Le constat fait par le président est lucide et sévère, l’école française « n’est plus à la hauteur ».

Et le président d’appeler à « une révolution copernicienne ». Celui qui se disait jupitérien ne pouvait manquer de se risquer à cette céleste analogie. Cette « révolution culturelle » doit s’appuyer sur une nouvelle méthode qui sera mise en place, entre autres, à travers le Conseil national de la refondation (CNR). Il n’est pas fait état ici, on le remarquera à nouveau, du Parlement de la République française.

Pour l’heure, le président a fixé quatre priorités pour l’année qui s’ouvre : améliorer la formation des élèves, garantir l’égalité des chances, favoriser l’orientation et privilégier l’insertion professionnelle. On ne peut que souscrire à de telles ambitions immédiates et espérer la toujours fragile concrétisation des annonces effectuées : revalorisation des salaires des enseignants, extension du Pass culture aux élèves dès la sixième (dispositif permettant d’avoir accès à un crédit individuel pour acheter des biens culturels), création d’un fonds d’innovation pédagogique d’« au moins 500 millions d’euros » pour les établissements scolaires souhaitant mettre en place un projet pédagogique spécifique, « transformation profonde » des lycées professionnels avec « des temps de stage d’au moins 50% », et mieux rémunérés.

Le chef de l’État, omniprésent en cette rentrée, a coupé court au projet de milliers de débats dans toutes les écoles à l’automne comme l’avait promis le ministre de l’Éducation nationale, Pap Ndiaye, début août. Il n’y en aura pas, ou alors sur la base du volontariat. Autrement dit, pas.

Effectivement «Tout ne va pas bien» et depuis longtemps…

Les enseignants, qui ne se réuniront donc pas à l’automne dans ce qui aurait pu être un utile autre « Grand Débat National » permettant à toutes et à tous d’échanger sur des questions essentielles concernant le système éducatif, auraient pu évoquer différents sujets que le citoyen ne retrouvera pas sur les éléments de langage docilement diffusés par les députés les plus zélés de la relative majorité présidentielle à l’occasion de cette rentrée des classes.

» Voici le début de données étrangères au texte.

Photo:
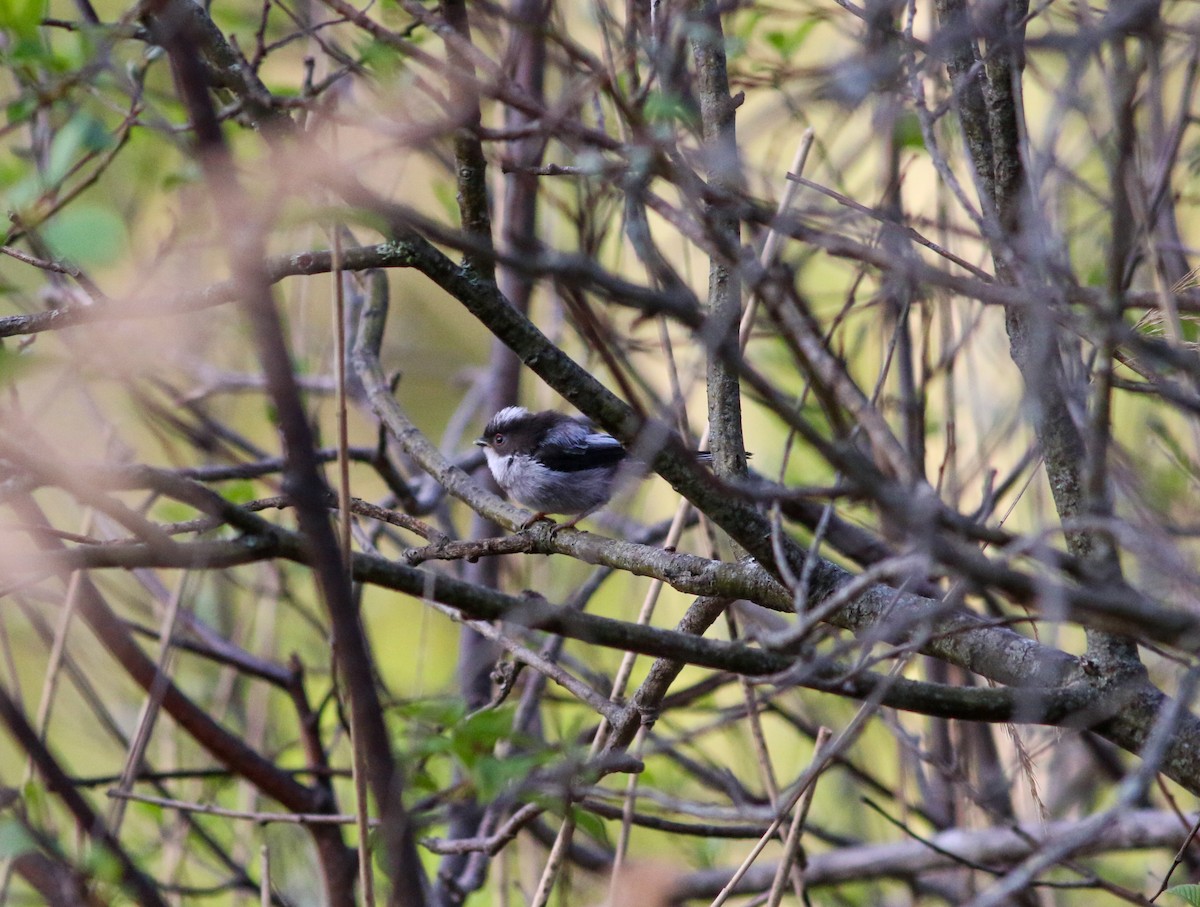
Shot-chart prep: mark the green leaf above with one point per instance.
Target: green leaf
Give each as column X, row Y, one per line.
column 21, row 109
column 240, row 491
column 907, row 133
column 666, row 108
column 82, row 134
column 789, row 42
column 15, row 840
column 172, row 511
column 1189, row 893
column 493, row 775
column 591, row 824
column 478, row 734
column 22, row 17
column 87, row 235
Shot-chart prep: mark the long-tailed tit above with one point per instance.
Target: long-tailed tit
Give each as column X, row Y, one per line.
column 553, row 463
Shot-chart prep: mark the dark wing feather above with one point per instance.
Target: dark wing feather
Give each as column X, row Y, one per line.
column 585, row 451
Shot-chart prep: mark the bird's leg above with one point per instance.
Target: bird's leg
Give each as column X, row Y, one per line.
column 570, row 523
column 535, row 518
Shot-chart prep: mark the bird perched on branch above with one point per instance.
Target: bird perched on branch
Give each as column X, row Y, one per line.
column 552, row 463
column 555, row 463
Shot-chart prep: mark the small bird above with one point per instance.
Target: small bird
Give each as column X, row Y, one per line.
column 552, row 463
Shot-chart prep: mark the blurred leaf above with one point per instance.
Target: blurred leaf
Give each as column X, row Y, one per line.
column 19, row 110
column 666, row 108
column 479, row 734
column 443, row 712
column 102, row 863
column 789, row 42
column 87, row 235
column 82, row 134
column 240, row 492
column 1189, row 893
column 22, row 17
column 591, row 824
column 15, row 840
column 493, row 775
column 906, row 132
column 172, row 511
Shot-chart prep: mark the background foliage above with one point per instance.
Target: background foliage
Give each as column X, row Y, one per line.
column 265, row 629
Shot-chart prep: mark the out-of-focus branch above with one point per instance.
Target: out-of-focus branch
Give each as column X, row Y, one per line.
column 57, row 781
column 719, row 118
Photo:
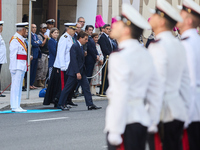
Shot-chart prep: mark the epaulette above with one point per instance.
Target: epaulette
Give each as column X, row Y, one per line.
column 155, row 41
column 183, row 39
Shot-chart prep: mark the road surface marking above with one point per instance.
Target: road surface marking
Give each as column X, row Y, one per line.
column 48, row 119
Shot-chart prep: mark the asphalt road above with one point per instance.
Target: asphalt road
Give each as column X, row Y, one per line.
column 77, row 129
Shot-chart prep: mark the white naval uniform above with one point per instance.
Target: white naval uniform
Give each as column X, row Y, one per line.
column 3, row 58
column 63, row 51
column 17, row 69
column 47, row 32
column 133, row 82
column 170, row 60
column 192, row 39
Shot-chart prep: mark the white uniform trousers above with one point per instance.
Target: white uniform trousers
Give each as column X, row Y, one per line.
column 16, row 88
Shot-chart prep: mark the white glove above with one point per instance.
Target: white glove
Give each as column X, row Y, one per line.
column 153, row 129
column 13, row 71
column 63, row 69
column 114, row 139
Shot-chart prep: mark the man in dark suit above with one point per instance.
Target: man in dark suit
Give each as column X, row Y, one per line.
column 106, row 46
column 92, row 54
column 35, row 50
column 76, row 71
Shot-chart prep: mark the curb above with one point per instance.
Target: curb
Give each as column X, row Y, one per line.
column 26, row 104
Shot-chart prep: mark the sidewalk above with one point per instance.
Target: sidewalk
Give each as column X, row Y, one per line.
column 35, row 100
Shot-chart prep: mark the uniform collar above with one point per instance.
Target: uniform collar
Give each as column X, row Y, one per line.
column 128, row 42
column 79, row 43
column 19, row 36
column 67, row 34
column 165, row 34
column 189, row 32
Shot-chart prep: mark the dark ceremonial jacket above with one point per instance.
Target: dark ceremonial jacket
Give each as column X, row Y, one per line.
column 77, row 60
column 91, row 52
column 105, row 45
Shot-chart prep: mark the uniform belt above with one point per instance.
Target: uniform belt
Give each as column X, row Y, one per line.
column 21, row 57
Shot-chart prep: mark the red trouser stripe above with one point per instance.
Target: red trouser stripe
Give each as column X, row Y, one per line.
column 185, row 140
column 157, row 141
column 21, row 57
column 62, row 80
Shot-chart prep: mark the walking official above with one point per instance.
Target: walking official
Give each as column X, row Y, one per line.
column 18, row 66
column 76, row 71
column 171, row 64
column 59, row 77
column 3, row 58
column 133, row 82
column 190, row 38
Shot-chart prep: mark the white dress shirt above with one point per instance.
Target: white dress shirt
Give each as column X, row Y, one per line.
column 3, row 58
column 171, row 64
column 133, row 82
column 191, row 44
column 17, row 48
column 63, row 51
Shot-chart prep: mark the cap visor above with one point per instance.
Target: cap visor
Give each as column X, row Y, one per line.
column 152, row 11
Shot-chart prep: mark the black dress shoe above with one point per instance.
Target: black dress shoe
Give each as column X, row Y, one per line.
column 2, row 95
column 72, row 104
column 93, row 107
column 63, row 108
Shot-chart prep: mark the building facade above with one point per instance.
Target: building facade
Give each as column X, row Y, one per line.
column 12, row 11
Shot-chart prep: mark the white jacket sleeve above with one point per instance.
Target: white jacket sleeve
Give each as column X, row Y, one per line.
column 117, row 94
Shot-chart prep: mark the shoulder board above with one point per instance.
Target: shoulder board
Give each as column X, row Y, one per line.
column 184, row 38
column 155, row 41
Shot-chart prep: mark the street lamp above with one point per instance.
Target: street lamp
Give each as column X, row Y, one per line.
column 29, row 47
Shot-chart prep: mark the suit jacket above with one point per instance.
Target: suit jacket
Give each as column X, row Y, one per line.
column 105, row 45
column 35, row 50
column 91, row 52
column 77, row 60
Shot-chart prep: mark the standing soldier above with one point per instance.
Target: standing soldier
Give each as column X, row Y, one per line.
column 50, row 25
column 3, row 58
column 18, row 65
column 191, row 20
column 171, row 64
column 133, row 83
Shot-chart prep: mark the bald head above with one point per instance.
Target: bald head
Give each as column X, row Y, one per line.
column 33, row 28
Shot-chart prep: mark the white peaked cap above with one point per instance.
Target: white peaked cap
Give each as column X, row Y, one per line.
column 24, row 24
column 134, row 16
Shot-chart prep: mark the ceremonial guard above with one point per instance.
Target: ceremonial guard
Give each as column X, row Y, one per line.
column 50, row 25
column 58, row 77
column 3, row 58
column 190, row 38
column 18, row 65
column 133, row 82
column 171, row 64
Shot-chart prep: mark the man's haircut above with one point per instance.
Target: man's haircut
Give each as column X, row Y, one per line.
column 136, row 32
column 106, row 25
column 94, row 34
column 170, row 24
column 79, row 18
column 89, row 26
column 81, row 34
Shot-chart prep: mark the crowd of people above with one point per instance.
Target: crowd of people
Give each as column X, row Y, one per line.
column 153, row 93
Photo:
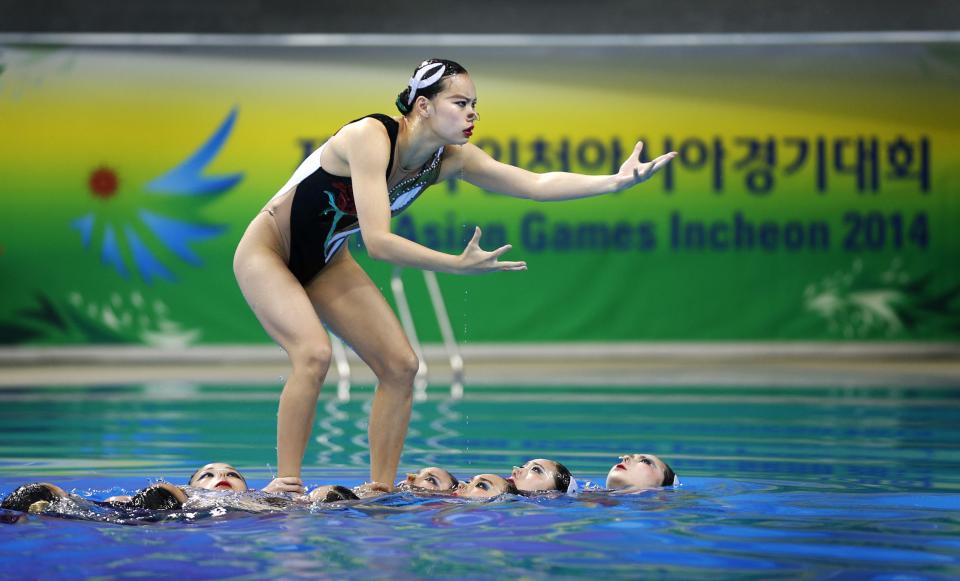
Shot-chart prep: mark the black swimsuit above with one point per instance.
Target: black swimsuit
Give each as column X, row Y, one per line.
column 323, row 213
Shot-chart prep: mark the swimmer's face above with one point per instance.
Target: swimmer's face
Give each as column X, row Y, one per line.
column 453, row 111
column 483, row 486
column 219, row 476
column 432, row 478
column 637, row 471
column 537, row 475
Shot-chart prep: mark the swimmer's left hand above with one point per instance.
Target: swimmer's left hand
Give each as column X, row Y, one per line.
column 633, row 171
column 285, row 484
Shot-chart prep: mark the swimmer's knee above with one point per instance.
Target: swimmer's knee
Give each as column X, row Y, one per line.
column 313, row 361
column 399, row 370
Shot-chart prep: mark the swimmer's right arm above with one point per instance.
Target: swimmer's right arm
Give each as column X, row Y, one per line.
column 367, row 150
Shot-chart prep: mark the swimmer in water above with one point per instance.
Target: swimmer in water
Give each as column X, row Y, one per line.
column 36, row 497
column 640, row 472
column 430, row 479
column 485, row 486
column 542, row 475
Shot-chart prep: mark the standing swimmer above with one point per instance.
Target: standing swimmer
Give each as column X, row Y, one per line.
column 298, row 275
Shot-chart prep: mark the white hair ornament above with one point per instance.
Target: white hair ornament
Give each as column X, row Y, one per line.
column 420, row 79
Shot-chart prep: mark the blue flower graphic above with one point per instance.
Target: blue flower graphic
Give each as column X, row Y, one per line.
column 131, row 240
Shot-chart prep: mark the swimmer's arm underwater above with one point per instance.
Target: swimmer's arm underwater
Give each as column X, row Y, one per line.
column 478, row 168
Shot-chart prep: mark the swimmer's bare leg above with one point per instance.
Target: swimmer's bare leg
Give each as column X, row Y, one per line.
column 353, row 307
column 286, row 313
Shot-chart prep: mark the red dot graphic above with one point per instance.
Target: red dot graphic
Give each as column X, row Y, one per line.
column 103, row 182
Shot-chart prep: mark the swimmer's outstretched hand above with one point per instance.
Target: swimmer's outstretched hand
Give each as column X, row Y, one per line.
column 285, row 484
column 475, row 260
column 633, row 171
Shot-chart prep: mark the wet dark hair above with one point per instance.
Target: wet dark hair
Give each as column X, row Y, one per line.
column 156, row 498
column 450, row 68
column 21, row 498
column 199, row 470
column 338, row 493
column 561, row 478
column 669, row 476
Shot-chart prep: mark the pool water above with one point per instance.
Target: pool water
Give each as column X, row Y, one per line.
column 806, row 482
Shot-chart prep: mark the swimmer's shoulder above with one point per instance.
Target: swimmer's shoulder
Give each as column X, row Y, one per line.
column 367, row 134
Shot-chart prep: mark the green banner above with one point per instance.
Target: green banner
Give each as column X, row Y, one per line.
column 815, row 195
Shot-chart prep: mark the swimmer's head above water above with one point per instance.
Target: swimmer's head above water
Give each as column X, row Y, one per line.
column 430, row 78
column 486, row 486
column 218, row 476
column 431, row 479
column 640, row 471
column 542, row 475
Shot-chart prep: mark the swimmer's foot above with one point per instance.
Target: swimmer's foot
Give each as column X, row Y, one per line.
column 33, row 497
column 161, row 496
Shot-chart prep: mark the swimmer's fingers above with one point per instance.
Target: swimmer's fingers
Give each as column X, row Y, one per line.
column 285, row 484
column 507, row 265
column 644, row 171
column 475, row 241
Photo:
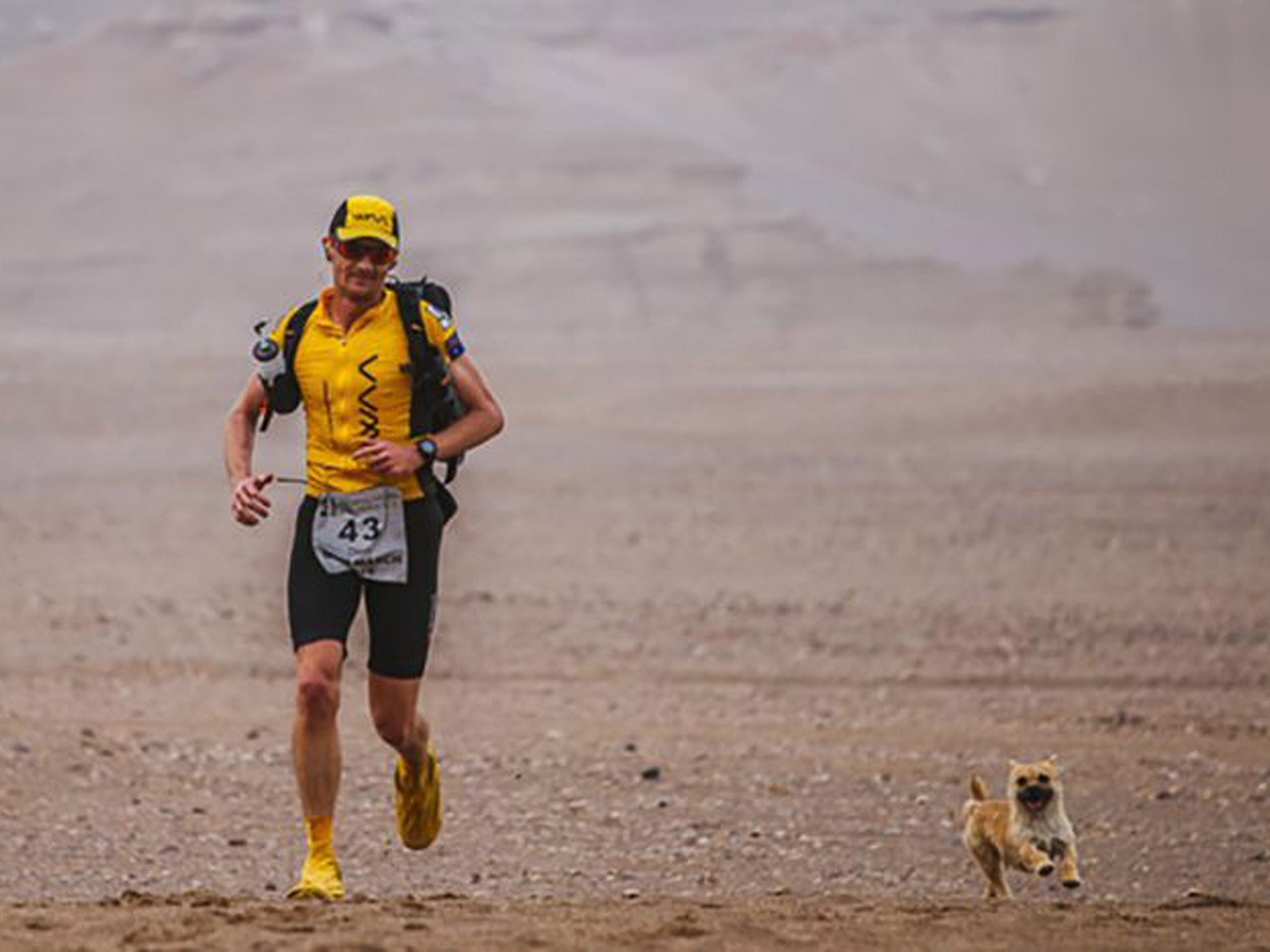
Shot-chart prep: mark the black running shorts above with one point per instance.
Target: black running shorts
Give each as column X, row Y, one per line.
column 322, row 606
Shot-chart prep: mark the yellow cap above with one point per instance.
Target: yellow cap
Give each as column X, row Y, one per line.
column 366, row 216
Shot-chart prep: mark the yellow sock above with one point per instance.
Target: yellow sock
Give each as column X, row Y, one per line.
column 319, row 834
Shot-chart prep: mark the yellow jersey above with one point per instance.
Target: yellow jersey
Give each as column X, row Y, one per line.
column 356, row 387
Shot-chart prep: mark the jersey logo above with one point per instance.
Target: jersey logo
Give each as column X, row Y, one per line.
column 368, row 413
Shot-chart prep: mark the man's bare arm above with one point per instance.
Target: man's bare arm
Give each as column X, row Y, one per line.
column 484, row 418
column 248, row 501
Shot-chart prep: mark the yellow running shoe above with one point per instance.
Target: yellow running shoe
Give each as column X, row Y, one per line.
column 321, row 879
column 418, row 803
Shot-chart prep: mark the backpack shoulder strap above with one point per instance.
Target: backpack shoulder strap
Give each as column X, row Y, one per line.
column 294, row 330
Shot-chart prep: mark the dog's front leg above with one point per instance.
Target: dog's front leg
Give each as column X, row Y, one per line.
column 1036, row 860
column 1066, row 853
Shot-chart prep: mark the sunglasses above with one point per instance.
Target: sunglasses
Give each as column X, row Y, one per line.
column 357, row 249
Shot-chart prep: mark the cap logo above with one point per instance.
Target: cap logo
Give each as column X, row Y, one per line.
column 378, row 219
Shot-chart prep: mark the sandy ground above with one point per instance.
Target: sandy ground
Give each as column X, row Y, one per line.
column 842, row 462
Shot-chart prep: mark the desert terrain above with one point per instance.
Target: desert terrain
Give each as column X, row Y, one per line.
column 888, row 394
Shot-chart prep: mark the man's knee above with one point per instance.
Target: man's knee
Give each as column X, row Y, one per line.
column 395, row 728
column 316, row 695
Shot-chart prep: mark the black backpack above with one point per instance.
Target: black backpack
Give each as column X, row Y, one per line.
column 435, row 403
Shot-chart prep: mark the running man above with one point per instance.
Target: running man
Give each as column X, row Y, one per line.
column 371, row 519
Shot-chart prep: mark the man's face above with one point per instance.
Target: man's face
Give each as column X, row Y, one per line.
column 360, row 267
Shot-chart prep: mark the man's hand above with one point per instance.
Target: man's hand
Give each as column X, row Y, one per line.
column 389, row 459
column 248, row 503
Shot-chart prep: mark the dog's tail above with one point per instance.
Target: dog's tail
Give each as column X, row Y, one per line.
column 978, row 794
column 977, row 790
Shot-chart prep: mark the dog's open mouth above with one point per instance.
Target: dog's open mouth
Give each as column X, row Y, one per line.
column 1036, row 798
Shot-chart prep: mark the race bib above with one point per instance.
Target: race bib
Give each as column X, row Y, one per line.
column 362, row 532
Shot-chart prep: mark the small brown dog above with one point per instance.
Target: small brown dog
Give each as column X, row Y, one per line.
column 1028, row 832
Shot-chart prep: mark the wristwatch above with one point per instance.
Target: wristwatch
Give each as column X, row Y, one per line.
column 427, row 448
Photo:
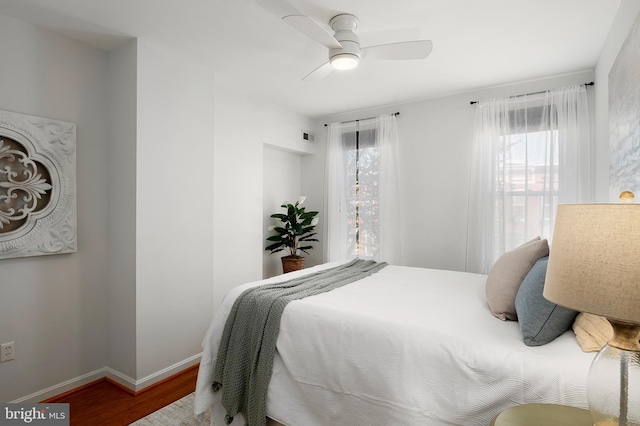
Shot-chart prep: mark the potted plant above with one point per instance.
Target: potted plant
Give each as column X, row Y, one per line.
column 294, row 233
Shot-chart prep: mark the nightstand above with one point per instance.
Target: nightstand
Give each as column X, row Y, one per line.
column 543, row 415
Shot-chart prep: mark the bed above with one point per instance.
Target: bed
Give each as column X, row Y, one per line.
column 404, row 346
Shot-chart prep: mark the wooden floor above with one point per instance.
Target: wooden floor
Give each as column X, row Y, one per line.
column 103, row 403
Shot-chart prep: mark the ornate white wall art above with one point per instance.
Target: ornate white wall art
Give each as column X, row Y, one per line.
column 37, row 186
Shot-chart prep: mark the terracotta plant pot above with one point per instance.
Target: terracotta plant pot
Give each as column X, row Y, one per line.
column 292, row 263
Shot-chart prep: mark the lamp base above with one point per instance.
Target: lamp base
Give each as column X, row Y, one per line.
column 613, row 385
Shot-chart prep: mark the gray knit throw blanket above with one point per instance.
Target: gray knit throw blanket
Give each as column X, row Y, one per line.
column 245, row 357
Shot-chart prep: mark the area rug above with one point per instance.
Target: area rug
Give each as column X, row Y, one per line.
column 180, row 413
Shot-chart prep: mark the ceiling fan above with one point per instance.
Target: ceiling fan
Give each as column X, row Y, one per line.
column 344, row 47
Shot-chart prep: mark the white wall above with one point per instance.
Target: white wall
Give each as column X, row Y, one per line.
column 53, row 307
column 121, row 303
column 174, row 207
column 435, row 154
column 622, row 23
column 244, row 128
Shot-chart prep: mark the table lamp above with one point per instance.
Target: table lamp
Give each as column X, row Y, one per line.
column 594, row 266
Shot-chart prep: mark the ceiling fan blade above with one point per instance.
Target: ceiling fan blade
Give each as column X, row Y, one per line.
column 279, row 8
column 311, row 29
column 321, row 72
column 417, row 49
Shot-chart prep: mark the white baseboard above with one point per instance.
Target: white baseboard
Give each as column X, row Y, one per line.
column 116, row 376
column 145, row 382
column 63, row 387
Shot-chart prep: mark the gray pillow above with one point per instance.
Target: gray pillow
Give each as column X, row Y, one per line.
column 540, row 320
column 507, row 274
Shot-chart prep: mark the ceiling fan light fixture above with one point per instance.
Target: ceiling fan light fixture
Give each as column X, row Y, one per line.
column 344, row 61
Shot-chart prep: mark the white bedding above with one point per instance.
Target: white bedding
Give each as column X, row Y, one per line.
column 405, row 346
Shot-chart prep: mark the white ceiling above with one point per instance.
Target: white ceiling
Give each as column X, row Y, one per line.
column 477, row 43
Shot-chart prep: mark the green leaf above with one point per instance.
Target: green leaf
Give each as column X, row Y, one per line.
column 274, row 246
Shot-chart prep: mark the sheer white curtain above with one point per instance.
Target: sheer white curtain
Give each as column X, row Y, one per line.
column 363, row 194
column 530, row 153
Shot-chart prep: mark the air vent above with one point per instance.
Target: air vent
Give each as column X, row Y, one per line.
column 308, row 136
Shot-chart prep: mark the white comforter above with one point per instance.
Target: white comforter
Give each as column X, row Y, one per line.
column 405, row 346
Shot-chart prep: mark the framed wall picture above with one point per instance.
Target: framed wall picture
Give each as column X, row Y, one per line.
column 37, row 186
column 624, row 117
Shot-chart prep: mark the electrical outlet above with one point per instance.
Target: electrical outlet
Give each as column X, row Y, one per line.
column 7, row 352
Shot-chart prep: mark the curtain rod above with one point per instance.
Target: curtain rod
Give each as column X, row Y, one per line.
column 535, row 93
column 368, row 118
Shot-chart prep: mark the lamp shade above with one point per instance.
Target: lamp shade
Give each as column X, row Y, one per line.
column 594, row 261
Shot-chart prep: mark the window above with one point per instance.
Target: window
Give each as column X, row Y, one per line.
column 362, row 163
column 527, row 185
column 363, row 194
column 529, row 154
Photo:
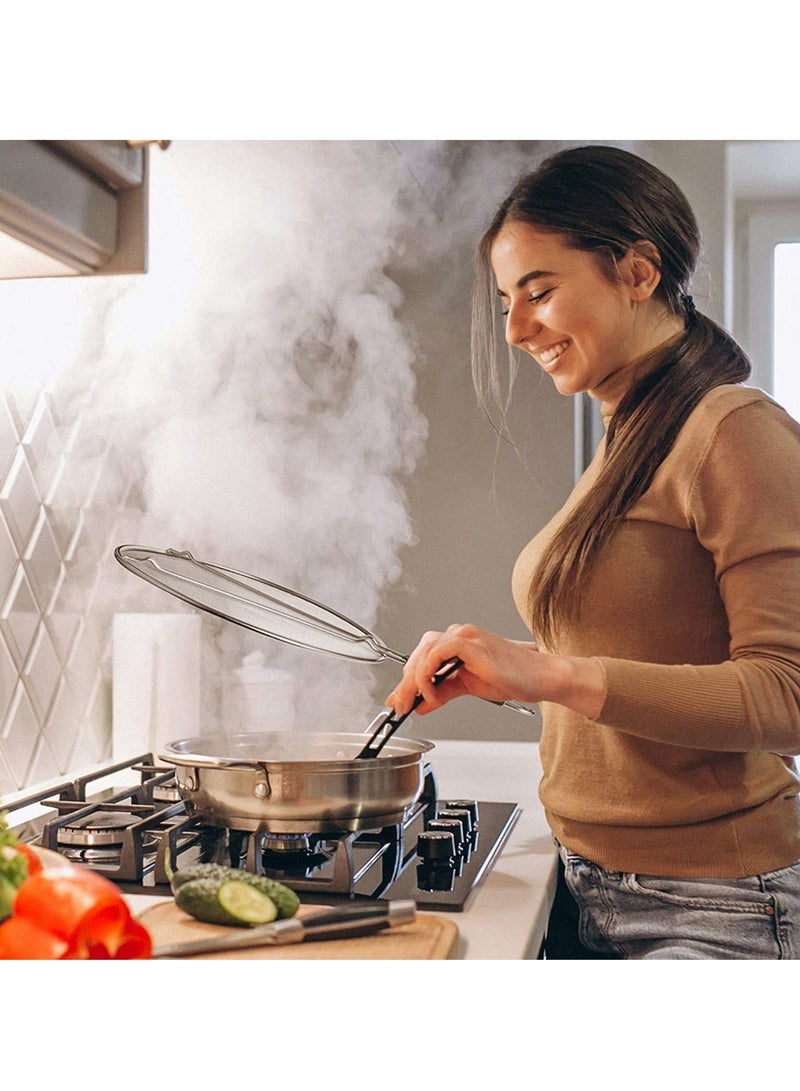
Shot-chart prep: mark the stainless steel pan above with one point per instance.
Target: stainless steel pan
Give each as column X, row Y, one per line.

Le pays doit faire face à un très inquiétant manque de professeurs. La profession connaît une grave crise d’attractivité, avec plus de 4 000 postes non pourvus cette année aux concours enseignants, sur 27 300 postes ouverts dans le public et le privé. Le ministre de l’Éducation admet une « tension inédite », mais refuse de « tout peindre en noir ». Cette désaffection s’explique pour une large partie par la faible rémunération du métier. Pour beaucoup de professeurs (que l’on désigne désormais par le terme de « personnels » au sein du ministère), les 500 millions d’euros promis gagneraient davantage à être insufflés dans le rattrapage salarial plutôt que dans des missions supplémentaires pour gagner plus, alors que l’État n’arrive plus à recruter.

Une réalité salariale

Que l’on y songe, et le président aux affaires depuis mai 2012 (une décennie déjà), ne peut ignorer cette réalité salariale du corps professoral français, l’un des plus mal lotis en Europe ainsi qu’au sein de la fonction publique française. Un récent rapport du Sénat pointait ce triste fait et appelait le gouvernement à agir : « En euros constants, les enseignants français ont perdu entre 15 et 25 % de rémunération au cours des 20 dernières années. » Les enseignants, fonctionnaires de catégorie A, touchent près de 1 000 euros de moins par mois que la moyenne des autres catégories 1 de la fonction publique d’État. La revalorisation de 10% promise ne permettra pas de combler cet écart. Une leader syndicaliste racontait il y a peu, tristement et honteusement, qu’elle allait faire sa 13ème rentrée avec 2002€ par mois. C’est précisément ce salaire que le président promet à l’avenir aux jeunes enseignants qui croiseront donc dans la salle des professeurs, des collègues au huitième échelon qui continueront à percevoir ce même salaire et pour qui rien n’est prévu.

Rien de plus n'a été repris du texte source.